Effect of Some High Consumption Spices on Hemoglobin Glycation

G H Naderi 1, Narges J Dinani 1,*, S Asgary 1, M Taher 1, N Nikkhoo 1, M Boshtam 1
PMCID: PMC4293689  PMID: 25593391

Abstract

Formation of glycation products is major factor responsible in complications of diabetes. Worldwide trend is toward the use of natural additives in reducing the complications of diseases. Therefore, there is a growing interest in natural antiglycation found in plants. Herbs and spices are one of the most important targets to search for natural antiglycation from the point of view of safety. This study investigated the ability of some of the spices to inhibit glycation process in a hemoglobin/glucose model system and compared their potency with each other. For this subject the best concentration and time to incubate glucose with hemoglobin was investigated. Then the glycosylation degree of hemoglobin in the presence of extracts by the three concentrations 0.25, 0.5 and 1 μg/ml was measured colorimetrically at 520 nm. Results represent that some of extracts such as wild caraway, turmeric, cardamom and black pepper have inhibitory effects on hemoglobin glycation. But some of the extracts such as anise and saffron have not only inhibitory effects but also aggravated this event and have proglycation properties. In accordance with the results obtained we can conclude that wild caraway, turmeric, cardamom and black pepper especially wild caraway extracts are potent antiglycation agents, which can be of great value in the preventive glycation-associated complications in diabetes.

Keywords: Glycosylation, hemoglobin, wild caraway, turmeric diabetes


Recently, there is strong evidence to show that diabetes is associated with increased oxidative stress and diabetic patients are more susceptible to oxidative attack than normal subjects[1,2]. Oxidative stress occurred during hyperglycemia produces glycated proteins especially glycated hemoglobin and advanced glycated-end products. The accumulation of these products in living organisms leads to structural and functional modifications of proteins[3].

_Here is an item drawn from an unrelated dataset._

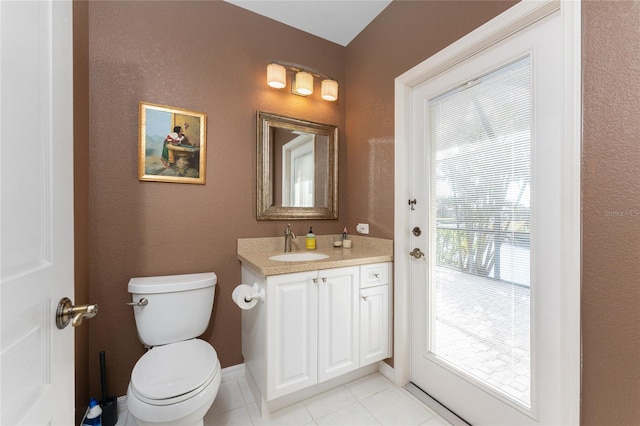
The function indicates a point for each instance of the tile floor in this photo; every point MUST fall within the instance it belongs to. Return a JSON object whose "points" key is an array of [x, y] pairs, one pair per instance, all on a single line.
{"points": [[371, 400]]}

Animal studies show that glycation inhibitors such as aminoguanidine attenuate vascular complications of diabetic patients[4]. Therefore, using antioxidant supplements to suppress the glycation pathways may be beneficial for preventing diabetic complications. Results of some studies indicated that intake of antioxidants can reduce development of type 2 diabetes which support the hypothesis[5,6].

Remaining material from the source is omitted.